Eu cresci em agência de publicidade. Meu pai foi vendedor de outdoor e me levava pra lá e pra cá. Aos poucos, fui me enturmando mais com o pessoal da criação do que com os demais setores das agências. Nessa época era tudo paste up e letra set, um processo manual de montagem de layout, no qual os criativos desenhavam, recortavam e decalcavam os elementos textuais e gráficos para compor uma peça publicitária.
Numa tarde no começo dos anos 1990, ainda sem saber que me tornaria publicitário, vi uma exibição ao vivo do Corel. Acho que não tinha nem número, era apenas Corel, a primeira edição do software. Num pequeno bureau criativo, num dos quartos de uma casa, um amigo do meu pai brincava com a imagem de um lápis da Coca-Cola, deformando-o na altura e na largura, apenas ao puxar suas extremidades, algo surreal na época. Na mesma página, dentro da tela do computador, fazia retângulos, estrelas e círculos, trocava suas cores em poucos segundos e os apagava num clique. A palavra deletar nem era usada ainda. Aquilo foi assustador. Seria o fim de todos aqueles meus amigos que faziam paste up? Agora qualquer um poderia criar materiais publicitários, trabalho antes reservado para quem tinha não somente, mas também mãos talentosas?
Algum tempo depois, eu já trabalhava em agência, vieram as câmeras digitais. Antes disso, as fotos eram feitas em cromo, com máquinas específicas e caras. O cromo é, ou era, como um slide, como um negativo dos filmes fotográficos só que positivo, com alta definição e precisão de cores. Depois de produzido, o cromo era escaneado e podia ser manipulado digitalmente. Por ser um material caro, o resultado final de uma sessão fotográfica eram poucos cromos. Às vezes apenas 2 ou 3 para escolhermos. Chegaram as câmeras digitais, muito mais baratas e a imagem já saía digitalizada. Isso possibilitou que todo mundo fizesse dezenas, centenas de fotos, a baixo custo. Seria o fim dos fotógrafos? Qualquer um poderia agora produzir imagens de alta qualidade estética?
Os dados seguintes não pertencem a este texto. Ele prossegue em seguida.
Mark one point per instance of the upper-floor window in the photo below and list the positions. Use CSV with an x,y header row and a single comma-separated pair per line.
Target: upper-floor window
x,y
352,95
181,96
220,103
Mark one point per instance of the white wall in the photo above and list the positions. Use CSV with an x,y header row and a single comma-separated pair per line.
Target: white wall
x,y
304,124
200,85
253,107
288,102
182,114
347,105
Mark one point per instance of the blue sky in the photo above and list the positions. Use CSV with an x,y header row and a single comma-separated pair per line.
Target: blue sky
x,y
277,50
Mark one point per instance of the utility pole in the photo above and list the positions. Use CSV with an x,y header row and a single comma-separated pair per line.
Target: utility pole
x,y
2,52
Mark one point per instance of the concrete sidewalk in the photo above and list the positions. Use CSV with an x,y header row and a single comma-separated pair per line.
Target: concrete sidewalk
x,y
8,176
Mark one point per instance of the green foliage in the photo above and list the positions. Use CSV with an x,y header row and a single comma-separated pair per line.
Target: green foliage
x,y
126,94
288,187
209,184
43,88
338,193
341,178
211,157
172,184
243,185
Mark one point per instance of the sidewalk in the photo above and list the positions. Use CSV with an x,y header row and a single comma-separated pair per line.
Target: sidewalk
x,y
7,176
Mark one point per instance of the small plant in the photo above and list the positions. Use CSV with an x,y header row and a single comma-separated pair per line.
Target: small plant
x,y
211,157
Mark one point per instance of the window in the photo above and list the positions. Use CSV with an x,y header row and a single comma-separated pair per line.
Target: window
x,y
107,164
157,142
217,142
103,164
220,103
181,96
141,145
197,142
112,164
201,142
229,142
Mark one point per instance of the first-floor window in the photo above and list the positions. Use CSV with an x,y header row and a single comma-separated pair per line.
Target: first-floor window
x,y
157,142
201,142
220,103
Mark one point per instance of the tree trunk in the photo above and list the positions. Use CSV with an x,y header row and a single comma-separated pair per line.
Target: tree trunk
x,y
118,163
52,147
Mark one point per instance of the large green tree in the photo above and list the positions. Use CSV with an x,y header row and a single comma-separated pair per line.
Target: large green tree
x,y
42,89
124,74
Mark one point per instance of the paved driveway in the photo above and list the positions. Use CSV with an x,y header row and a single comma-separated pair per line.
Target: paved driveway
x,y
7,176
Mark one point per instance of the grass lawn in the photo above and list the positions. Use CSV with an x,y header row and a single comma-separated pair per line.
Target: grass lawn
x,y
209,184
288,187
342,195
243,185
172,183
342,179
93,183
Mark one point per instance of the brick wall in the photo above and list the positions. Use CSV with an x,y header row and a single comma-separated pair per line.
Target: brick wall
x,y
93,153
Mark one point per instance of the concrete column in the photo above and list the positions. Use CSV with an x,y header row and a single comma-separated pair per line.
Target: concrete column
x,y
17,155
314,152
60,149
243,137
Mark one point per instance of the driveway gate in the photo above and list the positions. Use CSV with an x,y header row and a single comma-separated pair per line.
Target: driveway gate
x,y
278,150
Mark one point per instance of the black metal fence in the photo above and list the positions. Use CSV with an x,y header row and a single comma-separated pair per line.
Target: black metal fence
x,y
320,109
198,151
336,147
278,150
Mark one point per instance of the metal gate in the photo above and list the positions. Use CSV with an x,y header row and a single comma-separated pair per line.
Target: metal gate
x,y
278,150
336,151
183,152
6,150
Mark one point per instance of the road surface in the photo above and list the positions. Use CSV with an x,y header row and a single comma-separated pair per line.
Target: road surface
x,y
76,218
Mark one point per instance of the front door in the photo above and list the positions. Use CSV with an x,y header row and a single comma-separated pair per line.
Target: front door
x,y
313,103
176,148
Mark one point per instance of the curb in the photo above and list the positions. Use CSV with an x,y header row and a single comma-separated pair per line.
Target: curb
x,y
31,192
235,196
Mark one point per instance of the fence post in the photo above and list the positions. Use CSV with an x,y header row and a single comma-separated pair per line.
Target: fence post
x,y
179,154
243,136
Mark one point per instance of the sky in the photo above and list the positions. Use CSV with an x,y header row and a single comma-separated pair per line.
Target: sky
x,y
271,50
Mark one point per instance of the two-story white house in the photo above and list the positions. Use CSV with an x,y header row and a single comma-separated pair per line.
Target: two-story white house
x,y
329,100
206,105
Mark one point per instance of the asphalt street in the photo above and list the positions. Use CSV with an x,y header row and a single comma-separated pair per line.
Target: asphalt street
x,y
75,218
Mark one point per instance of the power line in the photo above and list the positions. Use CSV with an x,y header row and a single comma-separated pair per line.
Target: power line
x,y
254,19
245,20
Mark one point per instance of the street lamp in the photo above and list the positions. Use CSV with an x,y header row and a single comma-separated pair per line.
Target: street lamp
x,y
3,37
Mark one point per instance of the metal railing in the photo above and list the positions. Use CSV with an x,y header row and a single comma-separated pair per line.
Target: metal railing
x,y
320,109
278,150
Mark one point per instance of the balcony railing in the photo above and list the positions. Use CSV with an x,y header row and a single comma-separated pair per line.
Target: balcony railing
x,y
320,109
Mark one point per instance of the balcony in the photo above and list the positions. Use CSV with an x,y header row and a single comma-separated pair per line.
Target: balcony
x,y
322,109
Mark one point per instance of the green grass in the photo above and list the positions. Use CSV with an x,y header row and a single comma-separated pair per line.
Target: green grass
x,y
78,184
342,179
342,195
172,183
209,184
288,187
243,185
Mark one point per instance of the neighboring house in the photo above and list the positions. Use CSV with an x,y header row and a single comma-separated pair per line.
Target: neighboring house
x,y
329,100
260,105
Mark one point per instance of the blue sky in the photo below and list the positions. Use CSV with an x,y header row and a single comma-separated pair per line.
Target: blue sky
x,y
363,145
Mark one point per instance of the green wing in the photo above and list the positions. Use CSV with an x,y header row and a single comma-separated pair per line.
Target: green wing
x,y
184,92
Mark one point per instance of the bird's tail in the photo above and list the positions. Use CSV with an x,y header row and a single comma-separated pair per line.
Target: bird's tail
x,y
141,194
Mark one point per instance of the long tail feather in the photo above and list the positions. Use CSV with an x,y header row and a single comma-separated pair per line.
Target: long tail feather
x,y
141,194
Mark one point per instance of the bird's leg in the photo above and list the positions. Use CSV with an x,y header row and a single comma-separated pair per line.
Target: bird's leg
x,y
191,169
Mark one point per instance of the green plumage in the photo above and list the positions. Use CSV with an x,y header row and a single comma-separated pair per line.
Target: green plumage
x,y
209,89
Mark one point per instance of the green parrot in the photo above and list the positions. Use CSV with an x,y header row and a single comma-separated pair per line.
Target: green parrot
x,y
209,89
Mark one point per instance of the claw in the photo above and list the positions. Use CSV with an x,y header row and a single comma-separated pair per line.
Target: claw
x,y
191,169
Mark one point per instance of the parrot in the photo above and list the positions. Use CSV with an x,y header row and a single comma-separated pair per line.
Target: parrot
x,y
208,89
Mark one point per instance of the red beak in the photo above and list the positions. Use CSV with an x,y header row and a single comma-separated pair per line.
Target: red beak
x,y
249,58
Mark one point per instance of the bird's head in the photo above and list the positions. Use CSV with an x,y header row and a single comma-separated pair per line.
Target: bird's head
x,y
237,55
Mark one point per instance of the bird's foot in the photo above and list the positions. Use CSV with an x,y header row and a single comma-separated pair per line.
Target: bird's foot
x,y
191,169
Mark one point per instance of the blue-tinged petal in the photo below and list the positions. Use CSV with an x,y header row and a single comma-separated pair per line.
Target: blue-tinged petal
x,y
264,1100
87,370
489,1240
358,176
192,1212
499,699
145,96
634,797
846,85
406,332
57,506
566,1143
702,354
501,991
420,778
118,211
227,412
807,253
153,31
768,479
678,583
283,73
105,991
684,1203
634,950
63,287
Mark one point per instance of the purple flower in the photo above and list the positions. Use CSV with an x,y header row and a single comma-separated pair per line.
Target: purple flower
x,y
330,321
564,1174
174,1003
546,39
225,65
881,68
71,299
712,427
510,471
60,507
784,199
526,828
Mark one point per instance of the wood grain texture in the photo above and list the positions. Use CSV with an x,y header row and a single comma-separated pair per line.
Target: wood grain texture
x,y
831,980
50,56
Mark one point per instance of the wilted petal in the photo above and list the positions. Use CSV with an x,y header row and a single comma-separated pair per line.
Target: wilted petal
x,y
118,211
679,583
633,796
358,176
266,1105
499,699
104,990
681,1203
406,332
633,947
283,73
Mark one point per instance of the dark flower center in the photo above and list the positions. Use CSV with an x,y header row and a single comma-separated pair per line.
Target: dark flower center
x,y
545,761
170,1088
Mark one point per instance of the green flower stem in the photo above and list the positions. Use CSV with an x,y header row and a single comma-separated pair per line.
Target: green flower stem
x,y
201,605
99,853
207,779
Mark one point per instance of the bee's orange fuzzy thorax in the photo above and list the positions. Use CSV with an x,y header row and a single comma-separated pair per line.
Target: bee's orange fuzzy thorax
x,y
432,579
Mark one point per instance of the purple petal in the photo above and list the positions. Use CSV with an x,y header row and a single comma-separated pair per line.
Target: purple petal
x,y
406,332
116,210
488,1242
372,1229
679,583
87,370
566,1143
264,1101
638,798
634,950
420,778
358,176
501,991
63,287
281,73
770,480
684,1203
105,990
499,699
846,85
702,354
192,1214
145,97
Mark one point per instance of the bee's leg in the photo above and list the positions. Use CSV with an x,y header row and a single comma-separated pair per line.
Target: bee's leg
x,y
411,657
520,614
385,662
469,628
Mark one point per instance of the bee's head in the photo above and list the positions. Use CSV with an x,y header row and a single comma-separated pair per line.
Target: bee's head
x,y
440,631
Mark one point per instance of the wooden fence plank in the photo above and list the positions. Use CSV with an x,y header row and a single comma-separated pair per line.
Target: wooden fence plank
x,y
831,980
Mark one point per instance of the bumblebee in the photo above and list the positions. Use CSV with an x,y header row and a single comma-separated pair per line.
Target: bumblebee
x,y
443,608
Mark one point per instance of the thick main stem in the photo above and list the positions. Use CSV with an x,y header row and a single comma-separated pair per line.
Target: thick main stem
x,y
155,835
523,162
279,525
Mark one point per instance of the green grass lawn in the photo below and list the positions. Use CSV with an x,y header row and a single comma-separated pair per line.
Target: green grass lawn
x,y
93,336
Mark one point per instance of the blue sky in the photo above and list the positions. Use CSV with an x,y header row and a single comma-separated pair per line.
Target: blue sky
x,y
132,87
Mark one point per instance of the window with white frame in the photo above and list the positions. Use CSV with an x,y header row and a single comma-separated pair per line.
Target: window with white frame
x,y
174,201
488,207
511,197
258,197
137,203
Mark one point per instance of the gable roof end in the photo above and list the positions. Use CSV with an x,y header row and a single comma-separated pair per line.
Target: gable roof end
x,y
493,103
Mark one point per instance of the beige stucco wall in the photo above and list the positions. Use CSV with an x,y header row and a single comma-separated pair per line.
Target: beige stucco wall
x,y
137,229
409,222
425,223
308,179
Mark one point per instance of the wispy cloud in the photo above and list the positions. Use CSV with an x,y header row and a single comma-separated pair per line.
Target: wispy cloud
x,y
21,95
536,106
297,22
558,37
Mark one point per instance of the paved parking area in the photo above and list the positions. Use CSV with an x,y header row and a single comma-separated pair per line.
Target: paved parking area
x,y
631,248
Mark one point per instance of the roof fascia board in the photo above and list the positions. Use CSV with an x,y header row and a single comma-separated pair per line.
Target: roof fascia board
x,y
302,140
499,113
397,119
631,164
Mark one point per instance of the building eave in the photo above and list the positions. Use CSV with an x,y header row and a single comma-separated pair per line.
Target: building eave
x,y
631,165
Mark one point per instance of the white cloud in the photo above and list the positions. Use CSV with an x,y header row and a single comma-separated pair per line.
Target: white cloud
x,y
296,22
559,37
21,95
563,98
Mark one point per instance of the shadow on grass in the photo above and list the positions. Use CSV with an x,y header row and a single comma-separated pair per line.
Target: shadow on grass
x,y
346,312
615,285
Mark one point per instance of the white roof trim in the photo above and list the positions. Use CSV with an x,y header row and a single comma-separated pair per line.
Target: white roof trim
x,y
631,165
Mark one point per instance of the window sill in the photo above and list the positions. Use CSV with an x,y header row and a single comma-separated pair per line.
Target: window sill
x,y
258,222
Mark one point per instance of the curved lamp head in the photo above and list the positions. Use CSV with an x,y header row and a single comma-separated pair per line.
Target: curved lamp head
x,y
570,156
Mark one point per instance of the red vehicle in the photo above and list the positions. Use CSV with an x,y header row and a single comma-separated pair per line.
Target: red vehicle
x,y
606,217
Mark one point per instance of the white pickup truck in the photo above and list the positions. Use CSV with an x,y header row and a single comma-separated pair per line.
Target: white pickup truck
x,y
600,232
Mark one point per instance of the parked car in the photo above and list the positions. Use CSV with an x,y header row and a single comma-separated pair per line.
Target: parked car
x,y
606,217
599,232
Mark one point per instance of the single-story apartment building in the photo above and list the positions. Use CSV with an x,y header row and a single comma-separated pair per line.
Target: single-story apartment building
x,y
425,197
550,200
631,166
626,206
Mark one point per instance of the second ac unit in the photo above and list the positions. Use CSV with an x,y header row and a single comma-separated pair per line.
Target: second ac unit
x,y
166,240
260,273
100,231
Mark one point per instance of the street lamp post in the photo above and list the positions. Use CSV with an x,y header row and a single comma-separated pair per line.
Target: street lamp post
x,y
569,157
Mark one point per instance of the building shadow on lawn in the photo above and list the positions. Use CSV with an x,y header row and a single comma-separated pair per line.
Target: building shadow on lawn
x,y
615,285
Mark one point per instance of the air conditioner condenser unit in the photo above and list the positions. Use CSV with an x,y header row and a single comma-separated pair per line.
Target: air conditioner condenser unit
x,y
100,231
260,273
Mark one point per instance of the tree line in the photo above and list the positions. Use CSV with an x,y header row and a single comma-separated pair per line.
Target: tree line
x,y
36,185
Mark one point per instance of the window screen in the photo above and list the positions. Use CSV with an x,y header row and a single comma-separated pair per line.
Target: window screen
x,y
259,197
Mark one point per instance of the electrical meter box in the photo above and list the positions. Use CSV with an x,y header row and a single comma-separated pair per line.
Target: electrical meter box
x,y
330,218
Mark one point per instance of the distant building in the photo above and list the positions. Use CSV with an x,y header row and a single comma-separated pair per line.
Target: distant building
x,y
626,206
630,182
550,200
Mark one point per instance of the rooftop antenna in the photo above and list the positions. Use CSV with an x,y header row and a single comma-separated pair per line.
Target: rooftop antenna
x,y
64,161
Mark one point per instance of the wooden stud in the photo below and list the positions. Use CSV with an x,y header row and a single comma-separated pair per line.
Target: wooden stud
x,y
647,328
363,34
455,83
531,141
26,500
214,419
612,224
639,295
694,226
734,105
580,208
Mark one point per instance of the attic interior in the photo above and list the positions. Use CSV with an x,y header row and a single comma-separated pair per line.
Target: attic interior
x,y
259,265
Depois veio a internet. Os primeiros sites. O e-mail marketing. As redes sociais que viraram mídias sociais ao se monetizarem. Os algoritmos. As startups da performance/comunicação. Seria o fim das grandes ideias, dos grandes conceitos, dando lugar às métricas como impressão, alcance, engajamento? A criatividade estaria com os dias contados, pois só o que importaria seriam os números, os KPIs? Só precisaríamos entender como os algoritmos funcionam para ter sucesso?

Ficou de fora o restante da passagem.